Legal and General Investment Management has come under fire from at least three whistleblowers who claim compliance failures have put its clients at risk, according to reports.
According to the Financial Times, a number of employees have submitted complaints to the FCA in recent weeks focusing on the risk culture at the $1trn (£760bn) active management arm of Legal and General, criticising senior management for failing to take action over potential issues.
Among the allegations raised are that an internal team did not flag up trading errors. One alleged error led to a large retail investment trust suffering significant losses.
Other allegations involve the miscalculation by analysts of the duration of a number of funds.
One of the complaints against the UK’s largest fund house, seen by the Financial Times, reportedly reads: “I feel obligated to report these issues now because I feel the risk culture of LGIM has become so toxic that it is reaching a crisis level. Investors in Legal & General and LGIM products, many of them UK retail investors, are having their savings and investments put at risk by the current toxic risk culture.”

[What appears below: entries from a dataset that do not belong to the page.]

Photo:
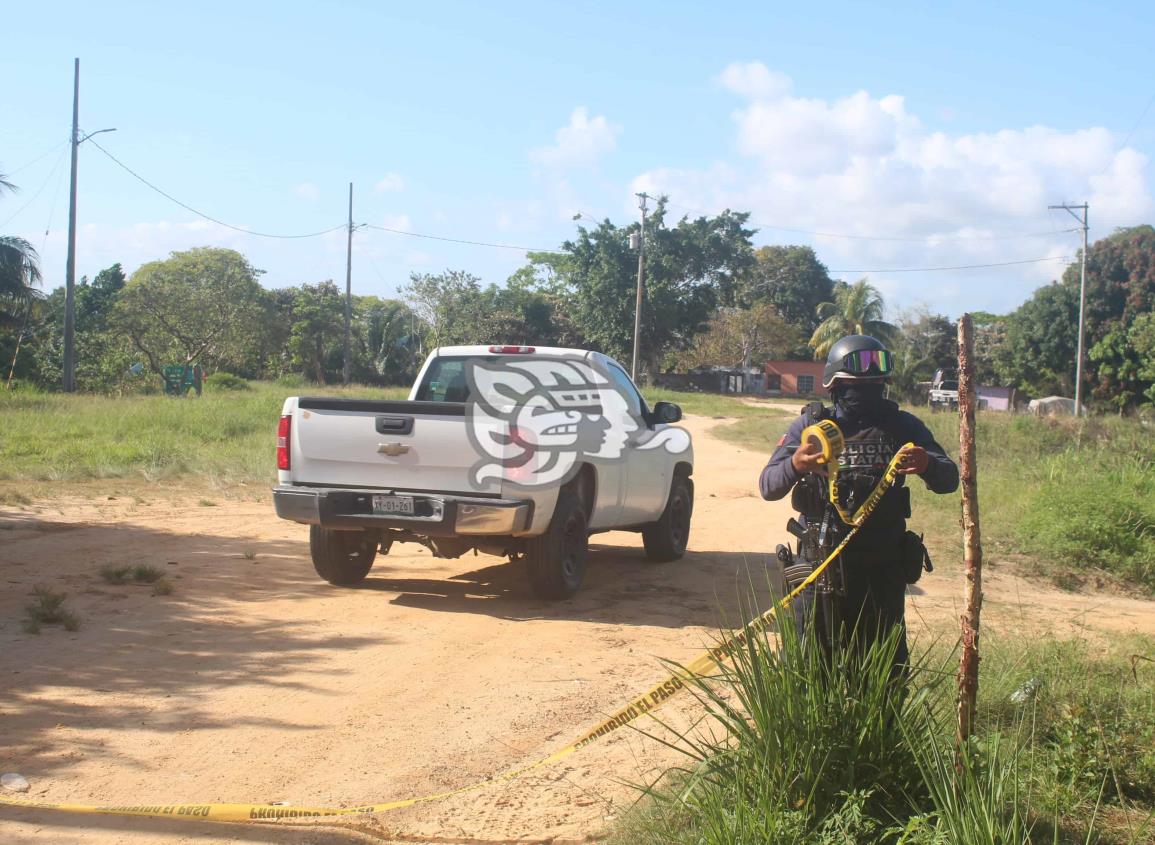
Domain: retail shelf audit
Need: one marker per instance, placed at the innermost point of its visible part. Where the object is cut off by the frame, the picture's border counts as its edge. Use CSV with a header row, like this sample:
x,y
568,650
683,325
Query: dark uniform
x,y
873,581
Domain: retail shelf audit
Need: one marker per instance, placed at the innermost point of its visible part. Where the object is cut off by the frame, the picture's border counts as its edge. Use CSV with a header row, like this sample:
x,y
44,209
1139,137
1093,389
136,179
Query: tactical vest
x,y
861,468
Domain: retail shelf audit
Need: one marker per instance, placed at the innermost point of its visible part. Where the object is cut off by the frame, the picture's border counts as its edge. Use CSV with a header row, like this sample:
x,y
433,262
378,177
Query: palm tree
x,y
856,309
20,271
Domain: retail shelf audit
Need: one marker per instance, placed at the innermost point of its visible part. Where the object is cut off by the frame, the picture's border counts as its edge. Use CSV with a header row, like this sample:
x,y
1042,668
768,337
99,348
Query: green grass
x,y
223,438
794,749
1075,496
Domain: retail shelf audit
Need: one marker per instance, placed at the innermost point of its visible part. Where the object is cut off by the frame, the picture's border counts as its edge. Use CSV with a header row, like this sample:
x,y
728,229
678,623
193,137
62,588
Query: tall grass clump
x,y
798,747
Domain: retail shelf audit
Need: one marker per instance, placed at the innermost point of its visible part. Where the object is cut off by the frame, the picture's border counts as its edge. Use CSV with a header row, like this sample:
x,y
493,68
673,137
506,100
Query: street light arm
x,y
94,133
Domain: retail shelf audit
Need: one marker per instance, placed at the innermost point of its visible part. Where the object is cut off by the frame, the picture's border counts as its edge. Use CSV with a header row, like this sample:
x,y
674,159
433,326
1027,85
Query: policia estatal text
x,y
864,590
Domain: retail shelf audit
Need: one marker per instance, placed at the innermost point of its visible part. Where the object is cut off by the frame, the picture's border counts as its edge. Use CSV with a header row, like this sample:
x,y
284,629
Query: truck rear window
x,y
445,380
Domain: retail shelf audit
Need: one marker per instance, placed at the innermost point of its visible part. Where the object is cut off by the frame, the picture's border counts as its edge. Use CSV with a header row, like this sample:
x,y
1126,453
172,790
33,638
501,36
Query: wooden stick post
x,y
971,540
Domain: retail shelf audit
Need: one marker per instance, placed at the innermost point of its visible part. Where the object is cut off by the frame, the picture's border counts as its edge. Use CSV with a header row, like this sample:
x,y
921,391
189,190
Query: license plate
x,y
393,505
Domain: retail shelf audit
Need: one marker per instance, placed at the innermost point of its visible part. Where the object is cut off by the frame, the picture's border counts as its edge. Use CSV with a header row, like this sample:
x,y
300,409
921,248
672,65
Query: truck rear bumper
x,y
434,514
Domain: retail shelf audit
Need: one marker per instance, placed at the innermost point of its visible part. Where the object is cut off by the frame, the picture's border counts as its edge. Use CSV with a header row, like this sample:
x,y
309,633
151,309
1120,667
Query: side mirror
x,y
665,412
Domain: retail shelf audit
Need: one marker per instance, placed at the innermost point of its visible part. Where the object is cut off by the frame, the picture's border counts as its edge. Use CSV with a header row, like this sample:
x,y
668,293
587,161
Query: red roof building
x,y
794,378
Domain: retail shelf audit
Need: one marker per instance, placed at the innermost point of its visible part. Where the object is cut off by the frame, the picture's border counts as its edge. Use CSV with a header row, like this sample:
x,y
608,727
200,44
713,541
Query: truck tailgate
x,y
389,445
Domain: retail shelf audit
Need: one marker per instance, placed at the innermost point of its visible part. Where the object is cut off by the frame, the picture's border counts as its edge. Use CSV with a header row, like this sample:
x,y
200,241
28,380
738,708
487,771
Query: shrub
x,y
47,607
225,381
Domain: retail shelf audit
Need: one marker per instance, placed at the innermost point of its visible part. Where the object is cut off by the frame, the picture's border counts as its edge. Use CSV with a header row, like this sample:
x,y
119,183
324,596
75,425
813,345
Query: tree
x,y
200,306
856,309
742,337
1037,354
317,327
387,341
795,282
20,271
1141,336
687,269
448,304
1040,346
1120,288
924,343
990,334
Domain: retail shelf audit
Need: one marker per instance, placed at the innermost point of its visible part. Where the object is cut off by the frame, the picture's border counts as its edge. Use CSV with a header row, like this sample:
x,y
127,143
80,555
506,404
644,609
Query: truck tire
x,y
557,559
342,558
667,538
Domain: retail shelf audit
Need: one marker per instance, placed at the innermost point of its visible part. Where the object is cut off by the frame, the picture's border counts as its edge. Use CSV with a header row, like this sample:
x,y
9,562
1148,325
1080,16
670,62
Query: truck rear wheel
x,y
342,558
667,538
557,559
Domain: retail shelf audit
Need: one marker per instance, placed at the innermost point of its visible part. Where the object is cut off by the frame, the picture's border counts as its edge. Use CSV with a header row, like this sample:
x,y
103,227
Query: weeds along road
x,y
254,681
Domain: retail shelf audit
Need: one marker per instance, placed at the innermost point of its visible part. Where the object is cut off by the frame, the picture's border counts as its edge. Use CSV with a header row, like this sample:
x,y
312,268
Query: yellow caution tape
x,y
641,705
829,436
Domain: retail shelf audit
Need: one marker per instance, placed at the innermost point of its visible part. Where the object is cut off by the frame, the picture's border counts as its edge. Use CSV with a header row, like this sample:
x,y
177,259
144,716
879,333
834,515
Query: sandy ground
x,y
258,682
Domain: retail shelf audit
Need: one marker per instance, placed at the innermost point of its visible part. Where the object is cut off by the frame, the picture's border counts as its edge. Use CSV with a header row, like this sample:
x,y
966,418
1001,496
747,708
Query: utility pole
x,y
68,382
638,306
1082,297
349,284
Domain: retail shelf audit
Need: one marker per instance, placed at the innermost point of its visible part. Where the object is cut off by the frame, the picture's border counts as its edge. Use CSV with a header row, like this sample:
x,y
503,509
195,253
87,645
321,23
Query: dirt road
x,y
254,681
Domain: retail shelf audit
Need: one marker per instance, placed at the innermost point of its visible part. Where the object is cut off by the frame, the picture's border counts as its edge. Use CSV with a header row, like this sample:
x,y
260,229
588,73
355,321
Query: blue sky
x,y
934,134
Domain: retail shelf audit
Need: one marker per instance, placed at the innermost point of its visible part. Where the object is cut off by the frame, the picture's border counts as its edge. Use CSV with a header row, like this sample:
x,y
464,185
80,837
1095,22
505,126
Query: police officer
x,y
865,591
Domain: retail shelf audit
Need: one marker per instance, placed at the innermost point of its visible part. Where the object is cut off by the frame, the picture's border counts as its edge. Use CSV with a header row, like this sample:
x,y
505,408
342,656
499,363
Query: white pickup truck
x,y
511,450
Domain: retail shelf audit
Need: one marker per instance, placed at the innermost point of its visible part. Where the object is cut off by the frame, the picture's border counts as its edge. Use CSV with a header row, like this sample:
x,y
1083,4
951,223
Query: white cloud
x,y
307,191
580,143
390,182
865,166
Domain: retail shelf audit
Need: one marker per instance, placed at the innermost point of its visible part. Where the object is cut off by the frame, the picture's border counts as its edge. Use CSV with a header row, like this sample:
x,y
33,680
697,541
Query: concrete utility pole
x,y
1082,297
68,379
69,368
638,307
349,285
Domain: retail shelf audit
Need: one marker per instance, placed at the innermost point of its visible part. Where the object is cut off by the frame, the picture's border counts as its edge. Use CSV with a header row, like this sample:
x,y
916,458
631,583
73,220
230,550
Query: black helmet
x,y
857,357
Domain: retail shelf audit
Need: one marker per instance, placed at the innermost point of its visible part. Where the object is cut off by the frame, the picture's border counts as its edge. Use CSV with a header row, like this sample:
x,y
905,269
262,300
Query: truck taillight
x,y
283,430
512,350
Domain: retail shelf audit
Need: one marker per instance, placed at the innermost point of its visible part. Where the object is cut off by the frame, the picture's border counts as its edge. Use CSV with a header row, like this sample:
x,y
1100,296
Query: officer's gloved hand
x,y
807,457
914,461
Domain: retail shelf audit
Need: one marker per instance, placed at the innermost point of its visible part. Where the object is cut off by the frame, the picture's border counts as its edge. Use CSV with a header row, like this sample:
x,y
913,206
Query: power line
x,y
460,240
38,191
963,267
38,158
1133,129
908,239
201,214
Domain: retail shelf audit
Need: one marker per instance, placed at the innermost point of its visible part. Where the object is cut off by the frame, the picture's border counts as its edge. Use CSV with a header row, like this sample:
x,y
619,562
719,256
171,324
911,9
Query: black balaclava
x,y
858,399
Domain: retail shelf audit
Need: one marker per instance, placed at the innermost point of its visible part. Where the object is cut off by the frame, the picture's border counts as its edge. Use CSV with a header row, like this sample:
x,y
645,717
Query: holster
x,y
915,558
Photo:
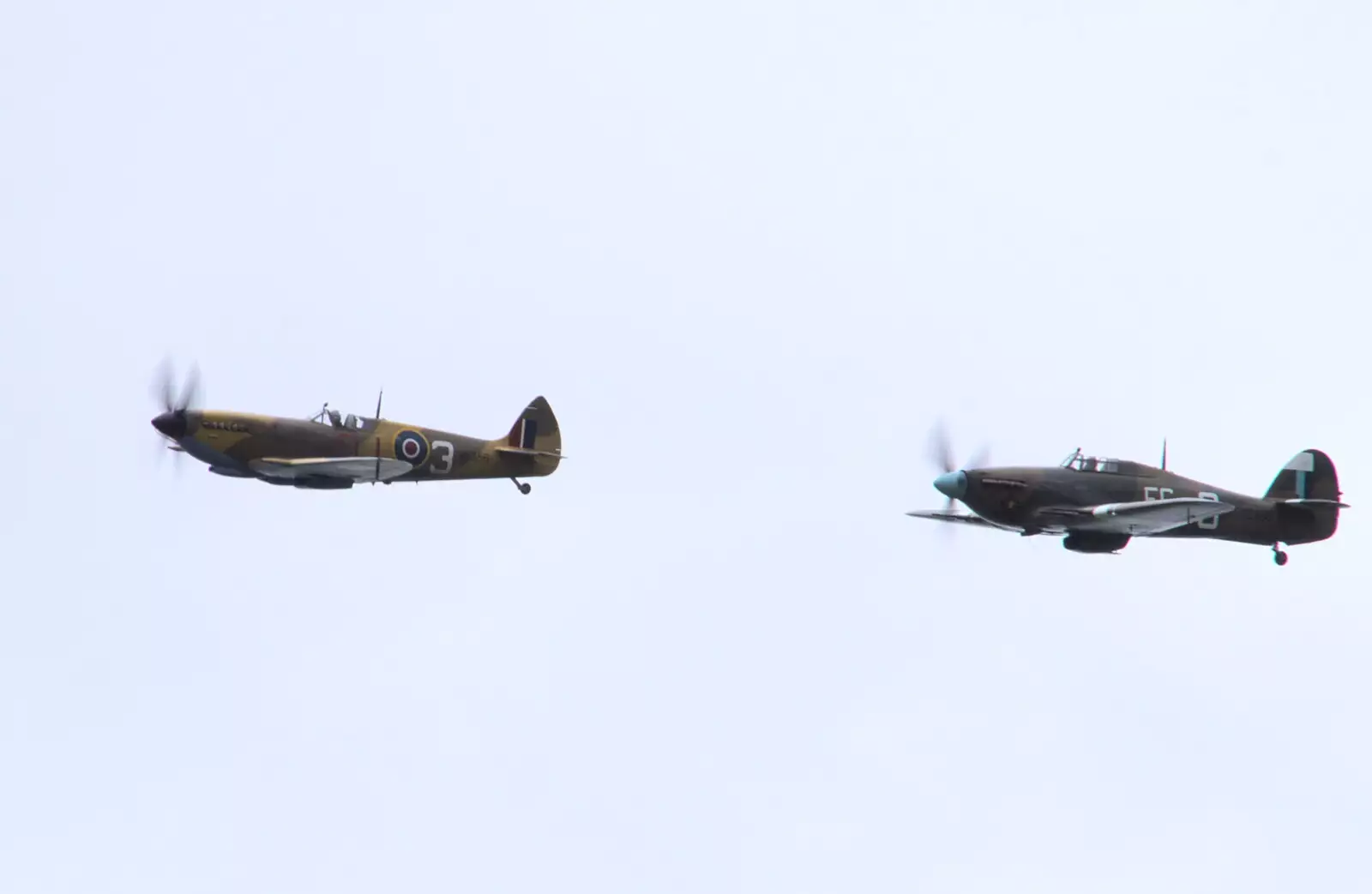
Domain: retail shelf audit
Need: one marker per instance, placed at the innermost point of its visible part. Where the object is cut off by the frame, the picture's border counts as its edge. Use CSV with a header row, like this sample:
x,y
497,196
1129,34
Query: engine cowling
x,y
1095,542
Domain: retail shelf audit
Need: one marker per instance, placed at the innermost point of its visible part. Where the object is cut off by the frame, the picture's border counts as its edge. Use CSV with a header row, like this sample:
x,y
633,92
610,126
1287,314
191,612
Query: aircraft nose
x,y
171,424
951,484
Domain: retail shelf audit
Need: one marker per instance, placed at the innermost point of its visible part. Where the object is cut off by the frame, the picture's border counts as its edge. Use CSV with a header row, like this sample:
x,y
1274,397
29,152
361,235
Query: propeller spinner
x,y
172,423
953,483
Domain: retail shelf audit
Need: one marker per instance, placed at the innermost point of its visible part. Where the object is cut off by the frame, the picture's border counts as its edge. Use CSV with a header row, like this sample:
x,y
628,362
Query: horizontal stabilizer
x,y
352,468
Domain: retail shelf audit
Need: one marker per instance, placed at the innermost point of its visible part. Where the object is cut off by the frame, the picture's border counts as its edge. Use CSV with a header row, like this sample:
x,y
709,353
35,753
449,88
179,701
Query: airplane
x,y
328,452
1099,503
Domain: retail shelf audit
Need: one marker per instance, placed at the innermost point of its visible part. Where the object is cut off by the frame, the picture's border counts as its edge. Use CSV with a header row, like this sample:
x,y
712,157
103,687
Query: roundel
x,y
411,447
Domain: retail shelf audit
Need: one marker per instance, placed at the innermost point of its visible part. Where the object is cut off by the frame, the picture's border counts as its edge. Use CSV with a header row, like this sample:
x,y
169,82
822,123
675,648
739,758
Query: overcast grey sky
x,y
751,253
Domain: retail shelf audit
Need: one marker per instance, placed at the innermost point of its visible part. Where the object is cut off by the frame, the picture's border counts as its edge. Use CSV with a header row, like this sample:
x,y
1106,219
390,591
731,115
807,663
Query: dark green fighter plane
x,y
1098,503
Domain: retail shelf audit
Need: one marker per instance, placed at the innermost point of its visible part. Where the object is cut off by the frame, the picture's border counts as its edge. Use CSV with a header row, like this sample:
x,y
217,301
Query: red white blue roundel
x,y
411,447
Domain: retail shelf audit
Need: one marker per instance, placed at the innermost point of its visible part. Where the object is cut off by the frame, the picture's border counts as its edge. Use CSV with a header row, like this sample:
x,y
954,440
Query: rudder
x,y
535,429
1309,475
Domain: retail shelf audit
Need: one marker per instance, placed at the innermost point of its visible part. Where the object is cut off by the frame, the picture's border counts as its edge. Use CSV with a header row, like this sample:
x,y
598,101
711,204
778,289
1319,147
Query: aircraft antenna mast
x,y
376,476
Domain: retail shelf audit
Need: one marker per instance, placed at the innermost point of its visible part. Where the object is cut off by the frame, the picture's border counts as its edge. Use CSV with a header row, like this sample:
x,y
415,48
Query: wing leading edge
x,y
1138,519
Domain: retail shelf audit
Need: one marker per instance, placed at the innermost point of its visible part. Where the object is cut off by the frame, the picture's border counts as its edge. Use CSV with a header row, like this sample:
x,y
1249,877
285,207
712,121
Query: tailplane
x,y
534,434
1308,479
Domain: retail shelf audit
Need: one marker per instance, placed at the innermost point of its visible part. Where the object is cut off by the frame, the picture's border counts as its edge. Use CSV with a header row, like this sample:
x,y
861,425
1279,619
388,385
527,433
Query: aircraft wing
x,y
967,519
1138,519
353,468
525,452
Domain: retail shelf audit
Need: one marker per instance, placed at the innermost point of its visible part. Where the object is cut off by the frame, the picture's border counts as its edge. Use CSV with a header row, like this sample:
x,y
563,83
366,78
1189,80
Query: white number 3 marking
x,y
448,457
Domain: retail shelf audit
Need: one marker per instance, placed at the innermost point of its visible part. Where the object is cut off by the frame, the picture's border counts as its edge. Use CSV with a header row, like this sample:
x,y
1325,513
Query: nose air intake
x,y
171,424
951,484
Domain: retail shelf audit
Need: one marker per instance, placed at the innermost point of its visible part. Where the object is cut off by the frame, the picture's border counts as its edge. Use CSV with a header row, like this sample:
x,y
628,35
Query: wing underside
x,y
1138,519
347,468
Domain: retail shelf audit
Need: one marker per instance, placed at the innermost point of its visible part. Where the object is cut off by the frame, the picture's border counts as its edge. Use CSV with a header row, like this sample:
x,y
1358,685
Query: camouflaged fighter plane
x,y
329,452
1098,503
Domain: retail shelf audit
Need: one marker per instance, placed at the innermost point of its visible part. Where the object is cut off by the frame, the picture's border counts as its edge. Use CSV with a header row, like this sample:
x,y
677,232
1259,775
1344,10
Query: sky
x,y
751,253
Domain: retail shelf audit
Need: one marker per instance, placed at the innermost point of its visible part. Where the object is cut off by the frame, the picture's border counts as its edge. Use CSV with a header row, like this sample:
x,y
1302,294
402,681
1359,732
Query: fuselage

The Financial Times also reports that it has seen provisional findings of an internal investigation into the retail investment trust error, which states the “error, or potential error, was not reported as required by LGIM’s errors and compensation and risk management policies”.
LGIM told the paper: “We take these issues very seriously, and in the months since these allegations were first made we have been conducting a full investigation using external advisers.
“A recent independent external review of LGIM’s culture concluded, overall, that LGIM has a positive, respectful, professional and client-focused culture. We are proud of the business we have built, but are never complacent and as a result deal seriously with any employee issues raised.”